Setelah itu, tim akan terus memantau kondisi gajah hingga pulih dan kembali ke kelompoknya. Dalam pengoperasiannya, alat dengan berat sekitar 21 kilogram ini, akan memberi informasi keberadaan gajah liar melalui sinyal satelit ke receiver. Saat gajah terdeteksi akan memasuki permukiman atau kebun, tim RSF mengirim informasi tersebut kepada warga melalui telepon atau pesan WhatsApp.
Dengan begitu, warga dapat bersiap untuk melakukan blokade atau pengusiran gajah dengan bunyi-bunyian keras. Menurut pendiri RSF, Zhulhusni Syukri (40), pemasangan GPS Collar dapat menjadi peringatan dini dalam mitigasi interaksi negatif dengan gajah. Sejauh ini, penggunaannya dinilai efektif.
Hal ini senada dengan yang dirasakan oleh Makmun (52), warga Desa Lubuk Umbut, Kecamatan Sungai Mandau, Kabupaten Siak, Riau. Sebelum ada GPS Collar, ia dan warga hanya bisa mengetahui kedatangan gajah dari laporan desa lain. Semuanya hanya bisa diketahui dengan mengira-ngira.
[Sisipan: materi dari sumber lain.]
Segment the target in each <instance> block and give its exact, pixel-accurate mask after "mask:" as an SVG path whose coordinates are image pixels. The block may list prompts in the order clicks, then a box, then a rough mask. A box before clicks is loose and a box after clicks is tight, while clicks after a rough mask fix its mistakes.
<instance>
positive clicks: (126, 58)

“Gajah sebelum datang ke kampung kita, dia sudah melewati kampung lain. Nah, kita kan dengar kabar. Kalau sudah ada di Desa Bencah Umbai, KM 85, kalau ke Lubuk Umbut itu berarti [tibanya] hitungan menit,” terangnya.
Cara lain mengetahui kedatangan gajah adalah mendengar atau melihat letusan mercon di langit. Sebab, saat itu, kualitas sinyal telepon atau internet di desa masih kurang baik. “Kode kita hanya mercon. Tembakkan ke atas, kita langsung meluncur ke arah suara tadi,” ungkapnya.
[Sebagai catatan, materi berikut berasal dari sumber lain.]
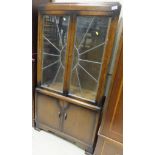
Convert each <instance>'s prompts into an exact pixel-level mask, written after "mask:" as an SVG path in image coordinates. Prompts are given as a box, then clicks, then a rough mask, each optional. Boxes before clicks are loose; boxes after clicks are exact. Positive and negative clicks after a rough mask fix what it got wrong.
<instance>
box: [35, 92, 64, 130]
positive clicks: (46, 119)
mask: <svg viewBox="0 0 155 155" xmlns="http://www.w3.org/2000/svg"><path fill="white" fill-rule="evenodd" d="M61 118H62V113H61V104H60V101H59V100H58V99H56V98H53V97H50V96H47V95H44V94H41V93H37V94H36V123H37V125H39V126H40V125H44V126H47V127H49V128H52V129H56V130H60V125H61Z"/></svg>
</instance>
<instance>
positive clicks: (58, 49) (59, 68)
mask: <svg viewBox="0 0 155 155" xmlns="http://www.w3.org/2000/svg"><path fill="white" fill-rule="evenodd" d="M42 19H43V21H42V22H43V31H42V33H43V36H42V37H43V38H42V39H43V48H42V59H43V60H42V81H41V85H42V86H43V87H47V88H50V89H52V90H56V91H60V92H62V91H63V76H64V69H65V54H66V46H67V36H68V25H69V16H53V15H44V16H43V17H42Z"/></svg>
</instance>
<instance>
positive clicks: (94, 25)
mask: <svg viewBox="0 0 155 155" xmlns="http://www.w3.org/2000/svg"><path fill="white" fill-rule="evenodd" d="M108 23H109V17H98V16H78V17H77V25H76V36H75V42H74V51H73V53H74V55H73V63H72V71H71V81H70V91H69V94H70V95H72V96H77V97H81V98H84V99H87V100H91V101H93V102H94V101H95V98H96V92H97V87H98V82H99V78H100V71H101V67H102V61H103V53H104V47H105V45H106V43H107V40H106V36H107V30H108Z"/></svg>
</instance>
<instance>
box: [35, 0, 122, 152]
mask: <svg viewBox="0 0 155 155" xmlns="http://www.w3.org/2000/svg"><path fill="white" fill-rule="evenodd" d="M120 9H121V6H120V4H119V3H114V2H112V3H110V2H107V3H99V4H79V3H48V4H46V5H41V6H40V7H39V15H38V59H37V60H38V61H37V88H36V95H35V97H36V99H35V124H36V128H38V129H43V130H46V131H50V132H53V133H55V134H57V135H59V136H61V137H63V138H66V139H67V140H70V141H72V142H74V143H76V144H77V145H79V146H80V147H81V148H83V149H85V150H86V151H87V152H89V153H92V152H93V150H94V146H95V139H96V133H97V131H98V127H99V123H100V119H99V118H100V112H101V110H102V105H103V101H104V87H105V82H106V81H105V79H106V73H107V68H108V64H109V60H110V56H111V52H112V47H113V42H114V35H115V31H116V26H117V22H118V18H119V13H120Z"/></svg>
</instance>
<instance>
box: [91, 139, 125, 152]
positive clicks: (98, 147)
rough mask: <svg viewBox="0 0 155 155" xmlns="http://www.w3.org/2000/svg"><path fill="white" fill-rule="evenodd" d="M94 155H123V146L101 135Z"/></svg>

Kini, seiring dengan adanya perkembangan teknologi komunikasi di desa, informasi kedatangan gajah dengan GPS Collar semakin mudah. Saat tim RSF mendeteksi gajah akan masuk ke permukiman atau kebun, mereka akan mengirimkan informasi tersebut kepada warga melalui grup WhatsApp. Kelebihan GPS Collar tak hanya sebagai peringatan dini, tetapi juga keakuratannya karena disertai informasi titik keberadaan gajah.
Status konservasi gajah sumatra berdasarkan Peraturan Menteri Lingkungan Hidup dan Kehutanan No. 106/MENLHK/SETJEN/KUM.1/12/2018 termasuk satwa dilindungi. Sedangkan berdasarkan IUCN statusnya termasuk ke dalam kategori Critically Endangered (CR), yang artinya berisiko punah dalam waktu dekat.